A new study conducted by researchers from the American Society for Microbiology explored one risk that kids who attend daycare may be taking on. Their findings showed that many daycares carry common molds and yeasts that can increase the risk of children developing allergies and asthma

“This information is important to understand the alarming increase in chronic diseases like asthma and allergies in children,” said researcher Eva Lena Estensmo, Ph.D. “Fungal growth can lead to poor indoor air quality, and some fungi are associated with allergic reactions and respiratory systems that may lead to chronic respiratory diseases.” 

Daycares may pose a respiratory risk

The researchers collected data from 125 daycare centers in Norway to better understand how mold and yeast can affect kids’ allergy and asthma risk. The team collected indoor and outdoor samples at each facility and took several factors into account, including the type of ventilation, the facility's history of mold, how many children are in each building, the building material, and the building type. 

The researchers learned that mold and yeast was a significant issue indoors at many of the daycare centers; however, the team didn’t detect the same level of fungi in the outdoor areas at these buildings. They say the high mold and yeast composition that they found can have a significant impact on respiratory health, as the kids were more likely to develop allergies and asthma when they were exposed to the fungi. 

“Especially the high diversity of yeasts came as a surprise,” said Dr. Estensmo. “Many might be associated with the human body. We don’t fully know whether the yeasts are especially associated with children, but we have some indications – working in progress – that far more yeasts are present in daycares than in other indoor environments.” 

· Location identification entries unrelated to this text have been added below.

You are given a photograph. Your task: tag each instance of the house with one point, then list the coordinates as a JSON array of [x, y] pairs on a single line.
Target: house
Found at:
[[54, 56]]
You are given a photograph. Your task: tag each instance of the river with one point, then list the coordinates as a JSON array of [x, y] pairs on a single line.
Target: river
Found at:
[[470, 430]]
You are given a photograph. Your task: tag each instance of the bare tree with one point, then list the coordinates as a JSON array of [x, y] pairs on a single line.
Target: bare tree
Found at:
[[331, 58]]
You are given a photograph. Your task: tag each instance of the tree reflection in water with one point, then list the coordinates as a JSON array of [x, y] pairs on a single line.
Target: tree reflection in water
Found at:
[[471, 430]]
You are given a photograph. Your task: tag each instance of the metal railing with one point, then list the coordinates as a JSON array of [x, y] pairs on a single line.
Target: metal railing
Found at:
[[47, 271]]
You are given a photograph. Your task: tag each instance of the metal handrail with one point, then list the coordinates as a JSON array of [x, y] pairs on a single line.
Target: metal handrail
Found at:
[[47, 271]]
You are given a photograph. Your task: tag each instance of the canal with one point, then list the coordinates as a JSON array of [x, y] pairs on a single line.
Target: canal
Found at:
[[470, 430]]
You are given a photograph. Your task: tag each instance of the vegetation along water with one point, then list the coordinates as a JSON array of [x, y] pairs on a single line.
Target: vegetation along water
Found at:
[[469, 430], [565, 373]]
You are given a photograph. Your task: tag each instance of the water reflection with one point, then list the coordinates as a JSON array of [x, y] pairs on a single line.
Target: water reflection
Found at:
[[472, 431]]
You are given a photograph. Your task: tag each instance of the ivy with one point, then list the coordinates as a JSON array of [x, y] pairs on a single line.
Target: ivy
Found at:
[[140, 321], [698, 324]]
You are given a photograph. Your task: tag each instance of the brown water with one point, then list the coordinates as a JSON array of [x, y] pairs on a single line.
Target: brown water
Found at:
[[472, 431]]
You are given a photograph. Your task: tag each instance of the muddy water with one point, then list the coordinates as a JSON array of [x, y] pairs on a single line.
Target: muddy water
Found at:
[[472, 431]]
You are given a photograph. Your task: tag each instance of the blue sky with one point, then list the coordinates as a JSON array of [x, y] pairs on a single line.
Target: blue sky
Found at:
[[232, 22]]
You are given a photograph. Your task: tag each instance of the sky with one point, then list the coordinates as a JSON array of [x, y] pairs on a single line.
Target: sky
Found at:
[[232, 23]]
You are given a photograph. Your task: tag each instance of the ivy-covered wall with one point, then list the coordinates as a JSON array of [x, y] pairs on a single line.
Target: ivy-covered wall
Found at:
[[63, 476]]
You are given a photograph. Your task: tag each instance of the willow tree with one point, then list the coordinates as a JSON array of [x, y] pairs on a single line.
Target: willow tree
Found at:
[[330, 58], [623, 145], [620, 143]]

The team's work also showed that the number of kids present in each daycare center impacted the presence of molds and yeasts. The humidity and average temperature mostly affected the fungi composition in the daycares. 

The researchers believe daycare centers may actually contain higher levels of mold and yeast than homes. They also note that kids may actually play an important role in the molds and yeasts found indoors at these places. 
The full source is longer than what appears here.